Étape 3 : la citoyenneté — 1,350 jours sur cinq ans
La citoyenneté par attribution relève encore la barre. Selon les exigences officielles de présence de la Nouvelle-Zélande, vous devez avoir vécu en tant que résident au cours des cinq dernières années et avoir été présent en Nouvelle-Zélande pendant :
- au moins 240 jours au cours de chacune de ces cinq périodes de 12 mois, et
- au moins 1,350 jours au total sur l'ensemble des cinq années.
Les deux critères doivent être remplis en même temps. Il est tout à fait possible de dépasser 1,350 jours au total et d'être malgré tout refusé parce qu'une seule mauvaise année est passée sous les 240 — un piège pour quiconque a passé une longue période à l'étranger pour le travail ou la famille.
Les limites de temps à l'étranger qui disqualifient discrètement
La règle de présence a son reflet : l'absence. Les consignes néo-zélandaises avertissent que vous pourriez ne pas satisfaire à l'exigence si vous avez été hors du pays pendant plus de quatre mois sur une même période de 12 mois, ou plus de 15 mois au total au cours des cinq années précédant votre demande.
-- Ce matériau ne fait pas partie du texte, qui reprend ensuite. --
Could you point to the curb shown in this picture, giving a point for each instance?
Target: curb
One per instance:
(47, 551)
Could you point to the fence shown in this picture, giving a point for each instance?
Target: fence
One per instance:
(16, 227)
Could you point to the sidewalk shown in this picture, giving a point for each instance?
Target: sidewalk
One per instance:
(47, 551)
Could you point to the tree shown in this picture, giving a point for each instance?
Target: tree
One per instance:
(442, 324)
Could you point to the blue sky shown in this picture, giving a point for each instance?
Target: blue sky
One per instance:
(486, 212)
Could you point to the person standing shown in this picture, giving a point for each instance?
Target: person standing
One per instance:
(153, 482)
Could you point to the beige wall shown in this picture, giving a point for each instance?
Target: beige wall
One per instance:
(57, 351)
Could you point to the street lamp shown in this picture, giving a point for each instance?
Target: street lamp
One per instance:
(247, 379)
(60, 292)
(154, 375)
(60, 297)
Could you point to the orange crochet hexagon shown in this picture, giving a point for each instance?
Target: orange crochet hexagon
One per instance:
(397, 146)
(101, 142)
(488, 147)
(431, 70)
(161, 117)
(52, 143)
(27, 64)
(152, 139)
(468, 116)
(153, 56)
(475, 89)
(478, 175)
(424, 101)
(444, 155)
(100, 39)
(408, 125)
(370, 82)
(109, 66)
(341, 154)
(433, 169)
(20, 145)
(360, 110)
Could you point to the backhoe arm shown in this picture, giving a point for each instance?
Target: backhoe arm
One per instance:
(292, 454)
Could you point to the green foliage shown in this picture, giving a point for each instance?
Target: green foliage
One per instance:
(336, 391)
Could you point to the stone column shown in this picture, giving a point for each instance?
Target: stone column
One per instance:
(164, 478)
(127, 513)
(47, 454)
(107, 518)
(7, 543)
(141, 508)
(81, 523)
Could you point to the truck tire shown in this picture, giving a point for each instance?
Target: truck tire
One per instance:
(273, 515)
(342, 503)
Ces plafonds s'ajoutent aux planchers de 240 et 1,350 jours, et un seul séjour prolongé peut les dépasser sans que vous ayez jamais fait le moindre calcul.
Pourquoi le décompte exact est déterminant
Considérez les trois étapes ensemble et une même question les traverse toutes : combien de jours avez-vous réellement passés ici ? La Nouvelle-Zélande n'accepte rien de plus vague qu'une réponse précise, et les marges sont minces. Des vacances qui s'étirent sur trois semaines, une date de voyage de visa de résident qui expire pendant que vous êtes à l'étranger, une année qui passe discrètement sous les 240 jours — chacun de ces cas peut réinitialiser votre calendrier ou fermer une porte.
Les personnes qui franchissent ces étapes sans encombre sont celles qui peuvent produire, à la demande, un relevé net, jour par jour — pas une reconstitution à partir de souvenirs, de vieilles cartes d'embarquement et de tampons de passeport à moitié lisibles. C'est la même discipline qu'imposent d'autres pays — voyez comment le Canada compte vos jours et les règles de jours de l'Australie — et c'est exactement ce que Countly conserve pour vous : un relevé automatique, privé et local (sur votre appareil) indiquant dans quel pays vous vous trouviez à chaque date, et chaque frontière que vous avez franchie, prêt le jour où un formulaire finit par le demander.
Ceci constitue une information générale, et non un conseil juridique ou en matière d'immigration. Les règles changent et dépendent de votre situation — consultez les sources officielles du gouvernement néo-zélandais avant d'agir.